Literature and examination

Literature

In the lecture plan (see VT 2016 ir16, Schedule and course plan in the menu to the left), we have stated the chapters and articles that should be read before each lecture.

Text Book

C. D. Manning, P. Raghavan and H. Schütze, Introduction to Information Retrieval, Cambridge University Press, 2008.

The book can be bought at Kårbokhandeln or ordered from your favorite internet bookstore, and found using ISBN-10 0521865719 / ISBN-13 9780521865715. Virtually all material from the book, including material from the Stanford and Coursera courses by Manning, is also available online at nlp.stanford.edu/IR-book/information-retrieval-book.html.

Articles

K. Avrachenkov, N. Litvak, D. Nemirovsky and N. Osipova, Monte Carlo methods in PageRank computation: When one iteration is sufficient, SIAM Journal on Numerical Analysis 45(2), 2007.
S. E. Robertson and K. Spärck Jones, Simple, Proven Approaches to Text Retrieval, 1994, www.cl.cam.ac.uk/techreports/UCAM-CL-TR-356.pdf.
M. Sahlgren, An Introduction to Random Indexing, 2005, www.sics.se/~mange/papers/RI_intro.pdf.

Other Resources

To get an idea of state-of-the-art in Information Retrieval research and development, take a look at the program of the annual conference ACM SIGIR.

Different benchmark datasets for evaluation of information retrieval systems can be found at:

Examination

Assignments

The examination in the course is performed through:

Three computer assignments (6 credits). The computer assignments are performed individually, and presented orally by the computer. Grade: A - F(fail).
A project assignment (3 credits). The projects are performed in groups of 4-5 students, and presented with a short written report, as well as an oral poster presentation. Grade (normally the same for all group members): A - F(fail).

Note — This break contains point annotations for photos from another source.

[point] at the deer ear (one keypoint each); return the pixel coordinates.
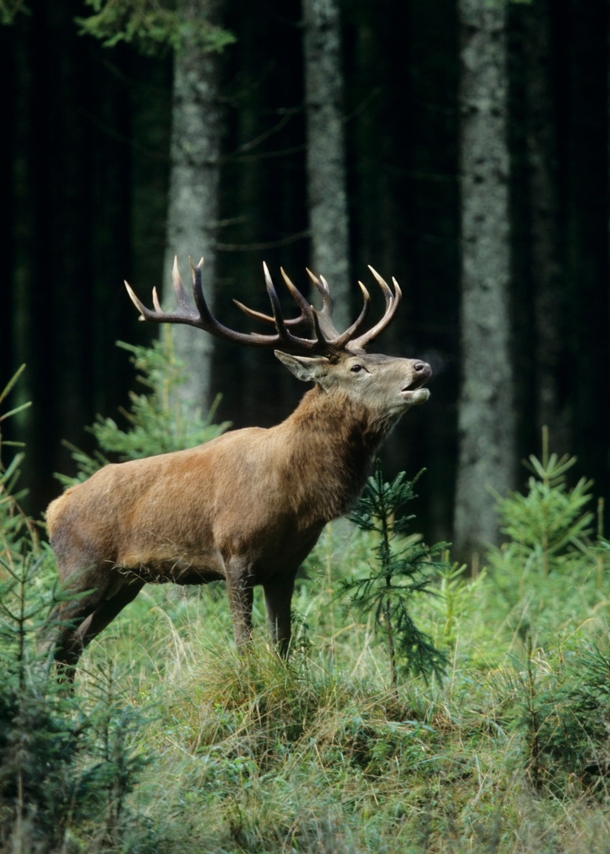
(305, 368)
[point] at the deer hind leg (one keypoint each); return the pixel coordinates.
(278, 598)
(241, 595)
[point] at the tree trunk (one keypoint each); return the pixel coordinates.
(486, 419)
(544, 205)
(328, 216)
(194, 188)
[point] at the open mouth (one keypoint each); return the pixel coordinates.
(414, 394)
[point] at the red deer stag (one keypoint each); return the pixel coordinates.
(249, 506)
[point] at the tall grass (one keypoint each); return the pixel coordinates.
(182, 745)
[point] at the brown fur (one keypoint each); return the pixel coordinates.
(246, 507)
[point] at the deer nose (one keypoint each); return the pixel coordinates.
(423, 369)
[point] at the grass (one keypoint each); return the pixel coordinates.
(321, 753)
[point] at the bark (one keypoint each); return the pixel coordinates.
(486, 418)
(328, 214)
(541, 139)
(194, 189)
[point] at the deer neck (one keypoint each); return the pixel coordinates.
(329, 447)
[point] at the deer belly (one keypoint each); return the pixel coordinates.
(162, 566)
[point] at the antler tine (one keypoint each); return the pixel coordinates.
(345, 339)
(285, 336)
(325, 314)
(295, 293)
(305, 315)
(392, 300)
(326, 339)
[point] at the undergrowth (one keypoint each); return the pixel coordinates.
(187, 746)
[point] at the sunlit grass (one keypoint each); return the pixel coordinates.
(320, 753)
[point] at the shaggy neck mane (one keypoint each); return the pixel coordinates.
(329, 443)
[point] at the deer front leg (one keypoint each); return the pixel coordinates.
(239, 589)
(278, 597)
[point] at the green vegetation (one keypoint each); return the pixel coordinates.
(150, 25)
(172, 742)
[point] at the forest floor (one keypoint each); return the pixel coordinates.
(508, 753)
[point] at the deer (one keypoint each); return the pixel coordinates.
(248, 506)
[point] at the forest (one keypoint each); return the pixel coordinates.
(435, 149)
(450, 697)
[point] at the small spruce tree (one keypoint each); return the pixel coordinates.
(403, 567)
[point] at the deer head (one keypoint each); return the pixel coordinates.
(332, 359)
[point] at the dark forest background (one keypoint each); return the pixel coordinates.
(84, 183)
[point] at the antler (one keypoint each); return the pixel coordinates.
(327, 338)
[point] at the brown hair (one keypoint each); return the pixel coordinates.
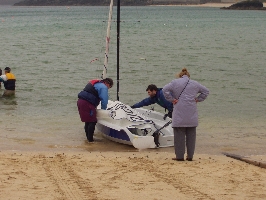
(108, 81)
(183, 72)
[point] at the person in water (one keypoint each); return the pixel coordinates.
(9, 81)
(89, 98)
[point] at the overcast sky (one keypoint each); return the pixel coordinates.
(8, 2)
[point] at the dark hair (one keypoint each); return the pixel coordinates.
(183, 72)
(7, 69)
(152, 87)
(109, 81)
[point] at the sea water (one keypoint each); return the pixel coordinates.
(54, 51)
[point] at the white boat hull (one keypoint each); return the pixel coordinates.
(120, 123)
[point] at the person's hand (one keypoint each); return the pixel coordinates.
(174, 101)
(169, 114)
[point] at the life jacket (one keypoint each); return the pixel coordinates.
(10, 84)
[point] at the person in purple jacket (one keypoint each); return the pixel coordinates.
(184, 93)
(89, 98)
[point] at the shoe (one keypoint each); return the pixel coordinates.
(178, 159)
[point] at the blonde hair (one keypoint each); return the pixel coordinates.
(183, 72)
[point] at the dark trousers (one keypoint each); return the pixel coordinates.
(89, 129)
(184, 137)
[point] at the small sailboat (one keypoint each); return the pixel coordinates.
(139, 127)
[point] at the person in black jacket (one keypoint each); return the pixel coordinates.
(156, 96)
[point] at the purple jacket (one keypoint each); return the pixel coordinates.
(185, 113)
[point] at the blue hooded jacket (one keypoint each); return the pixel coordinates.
(95, 93)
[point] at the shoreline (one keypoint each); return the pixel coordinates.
(137, 175)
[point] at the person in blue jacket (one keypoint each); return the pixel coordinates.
(89, 98)
(156, 96)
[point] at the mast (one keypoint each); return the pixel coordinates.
(118, 38)
(107, 40)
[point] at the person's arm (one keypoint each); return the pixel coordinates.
(204, 92)
(167, 92)
(144, 102)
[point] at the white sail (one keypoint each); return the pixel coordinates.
(107, 40)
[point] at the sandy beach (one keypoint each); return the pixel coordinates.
(126, 175)
(54, 162)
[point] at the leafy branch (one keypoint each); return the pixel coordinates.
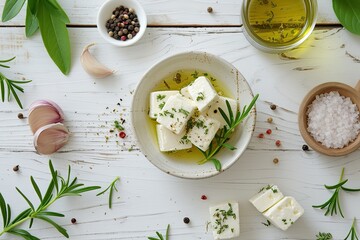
(333, 205)
(111, 187)
(57, 188)
(12, 85)
(51, 19)
(160, 236)
(221, 138)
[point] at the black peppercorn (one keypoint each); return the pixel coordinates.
(305, 147)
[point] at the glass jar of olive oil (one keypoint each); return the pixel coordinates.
(278, 25)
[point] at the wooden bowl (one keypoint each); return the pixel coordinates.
(344, 90)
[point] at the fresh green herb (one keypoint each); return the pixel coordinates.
(200, 96)
(63, 188)
(160, 97)
(348, 13)
(324, 236)
(12, 85)
(267, 224)
(352, 233)
(111, 188)
(333, 205)
(221, 138)
(51, 19)
(160, 236)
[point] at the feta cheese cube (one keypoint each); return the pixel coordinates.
(266, 198)
(284, 213)
(176, 112)
(158, 100)
(169, 141)
(214, 112)
(202, 93)
(185, 92)
(225, 220)
(202, 131)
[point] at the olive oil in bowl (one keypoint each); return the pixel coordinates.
(278, 25)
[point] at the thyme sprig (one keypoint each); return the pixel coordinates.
(111, 189)
(333, 205)
(324, 236)
(12, 85)
(160, 236)
(221, 138)
(57, 188)
(352, 233)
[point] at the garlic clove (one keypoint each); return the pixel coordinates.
(50, 138)
(92, 66)
(44, 112)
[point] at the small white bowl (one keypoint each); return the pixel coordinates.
(105, 13)
(231, 80)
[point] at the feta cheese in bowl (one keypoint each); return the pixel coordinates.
(218, 80)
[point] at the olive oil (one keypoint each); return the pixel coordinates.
(277, 21)
(176, 81)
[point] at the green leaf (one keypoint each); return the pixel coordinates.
(31, 22)
(57, 226)
(55, 35)
(11, 9)
(217, 164)
(348, 13)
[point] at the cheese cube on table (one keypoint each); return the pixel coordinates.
(214, 112)
(158, 100)
(266, 198)
(176, 112)
(202, 131)
(225, 220)
(202, 93)
(169, 141)
(284, 213)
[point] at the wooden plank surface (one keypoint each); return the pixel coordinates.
(171, 12)
(148, 199)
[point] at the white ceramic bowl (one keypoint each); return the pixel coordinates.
(105, 13)
(230, 78)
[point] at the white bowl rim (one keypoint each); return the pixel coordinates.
(194, 177)
(139, 11)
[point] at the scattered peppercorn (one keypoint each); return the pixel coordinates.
(305, 147)
(123, 24)
(122, 134)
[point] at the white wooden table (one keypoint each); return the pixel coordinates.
(148, 199)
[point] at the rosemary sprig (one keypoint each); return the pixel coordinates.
(12, 85)
(160, 236)
(333, 205)
(221, 138)
(111, 187)
(324, 236)
(352, 233)
(58, 188)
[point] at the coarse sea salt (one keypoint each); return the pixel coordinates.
(333, 120)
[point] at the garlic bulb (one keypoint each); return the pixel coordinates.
(50, 138)
(44, 112)
(92, 66)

Details about the assignments themselves can be found under Computer Assignments and Project in the menu.

Grading

The course grade is the weighted average of the computer assignment grade and the project grade, according to the following:

Computer Assignment \ Project	A	B	C	D	E
A	A	A	B	B	B
B	B	B	B	C	C
C	B	C	C	C	D
D	C	C	D	D	D
E	D	D	D	E	E

How much of the "Monte Carlo methods in PageRank computation: When one iteration is sufficient" paper should we understand? I have not had much of any statistics training, but I can understand that we want to iterate until we are under some error threshold, but of course we need to make sure we are confident that we are under this error threshold, so we consider the confidence interval in our "error being acceptable" conclusion.

The main point is directly in the title, where you can get acceptable results without iterating in a computationally expensive way relative to a single iteration. Are we supposed to conclude that computing in one iteration is acceptable but also computationally much more tractable and then use the paper to implement our own Monte Carlo methods?

Cheers,

Nick

You should understand the nature of the approximation and be able to explain the monte carlo principle. You should also understand the differences between the five methods and be able to readon a bit on what differences in behavior you would expect in the convergence.